Classic exposed arete. Start with thin moves past the first three bolts on the technical slab. Clip the next bolts just prior to the business from secure but slightly loose terrain. Catch a rest before launching up the steep arete. Crux is nicely exposed adding to the heady moves. The chains were not equalized well and kinked up the rope. A must do!
Forgot to mention that it is one of the first routes on Freeform Wall as one approaches from the Campground. Should be obvious when you have found it due to the picturesque steep arete above the starting slab.
I just did this a couple of weeks ago to avoid the mob scene at Freeform. Better then 3 stars!!! I almost thought the start was the technical crux, the actual arete was just mind games and balance. Not as pumpy as I was expecting looking at it from the ground but lots of really blind- balancy-feely reaches. A MUST DO!!

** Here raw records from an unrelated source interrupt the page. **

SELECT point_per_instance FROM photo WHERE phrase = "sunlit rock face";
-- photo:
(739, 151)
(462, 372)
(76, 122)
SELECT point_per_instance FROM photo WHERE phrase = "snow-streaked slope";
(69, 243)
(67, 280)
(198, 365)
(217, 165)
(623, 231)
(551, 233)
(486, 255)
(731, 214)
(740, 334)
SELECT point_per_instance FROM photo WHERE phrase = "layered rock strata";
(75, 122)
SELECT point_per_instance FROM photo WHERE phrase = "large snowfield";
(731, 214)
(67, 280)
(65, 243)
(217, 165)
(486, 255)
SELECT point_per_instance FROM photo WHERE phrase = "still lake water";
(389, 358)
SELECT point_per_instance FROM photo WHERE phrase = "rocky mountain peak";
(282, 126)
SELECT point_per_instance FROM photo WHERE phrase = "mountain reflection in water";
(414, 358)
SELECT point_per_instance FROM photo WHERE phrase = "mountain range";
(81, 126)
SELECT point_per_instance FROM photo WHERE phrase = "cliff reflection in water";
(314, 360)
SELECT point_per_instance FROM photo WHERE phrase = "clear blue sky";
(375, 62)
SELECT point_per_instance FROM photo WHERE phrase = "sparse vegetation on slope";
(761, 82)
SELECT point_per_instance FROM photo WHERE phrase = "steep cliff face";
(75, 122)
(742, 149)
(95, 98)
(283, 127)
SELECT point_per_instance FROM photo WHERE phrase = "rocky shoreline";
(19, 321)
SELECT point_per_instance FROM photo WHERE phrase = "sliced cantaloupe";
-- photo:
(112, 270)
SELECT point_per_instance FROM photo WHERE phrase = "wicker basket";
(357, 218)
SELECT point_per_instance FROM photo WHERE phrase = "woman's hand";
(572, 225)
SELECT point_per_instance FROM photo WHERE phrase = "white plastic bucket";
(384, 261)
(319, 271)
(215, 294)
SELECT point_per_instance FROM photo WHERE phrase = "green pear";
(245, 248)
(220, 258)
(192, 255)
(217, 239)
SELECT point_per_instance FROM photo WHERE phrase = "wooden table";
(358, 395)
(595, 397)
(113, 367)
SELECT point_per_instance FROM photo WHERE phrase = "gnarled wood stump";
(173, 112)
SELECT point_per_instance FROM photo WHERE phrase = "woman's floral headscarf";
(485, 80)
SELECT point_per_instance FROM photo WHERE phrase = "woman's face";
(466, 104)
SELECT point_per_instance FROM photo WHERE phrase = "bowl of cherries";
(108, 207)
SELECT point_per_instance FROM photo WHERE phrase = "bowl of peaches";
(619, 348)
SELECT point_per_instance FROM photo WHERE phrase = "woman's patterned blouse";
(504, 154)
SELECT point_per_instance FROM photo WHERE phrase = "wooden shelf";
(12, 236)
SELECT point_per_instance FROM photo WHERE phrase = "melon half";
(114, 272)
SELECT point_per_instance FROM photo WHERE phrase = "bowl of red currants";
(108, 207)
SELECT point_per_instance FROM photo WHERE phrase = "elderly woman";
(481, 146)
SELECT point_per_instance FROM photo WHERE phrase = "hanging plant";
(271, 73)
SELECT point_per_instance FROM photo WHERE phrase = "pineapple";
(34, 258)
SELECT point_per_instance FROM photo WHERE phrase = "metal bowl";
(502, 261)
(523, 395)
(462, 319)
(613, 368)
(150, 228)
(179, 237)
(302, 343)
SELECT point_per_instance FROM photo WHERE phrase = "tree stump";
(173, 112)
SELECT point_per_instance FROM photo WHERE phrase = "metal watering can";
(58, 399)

By Guy Humphrey From: Fort Collins CO Mar 17, 2003
I have to agree with Dave about the technical crux. It is probably in the first 20 feet of the climb. There are good rests after every hard section, so give this climb a try if it is near your leading limit. Don't pull on the loose stuff with chalk on it under the roof. None of these holds are needed for the climb.
Excellent route - great position and fun climbing up a beautiful overhanging arete.
By Bob Rotert From: Broomfield, Co Nov 10, 2008 rating: 5.11b
One of my favorite routes at Shelf. One that has a lot of character & very unique compared to most routes at Shelf. Love the position & balancy climbing up the arete. Only thing that would make it better is if you had to do the roof to get to the arete instead of being able to traverse above the roof onto the arete. I agree the first unprotected moves to the first bolt and past it are probably the technical crux.
By Noah G From: Alma, Co Sep 28, 2009 rating: 5.11c
Classic. Good photo ops on this one. Sweet position.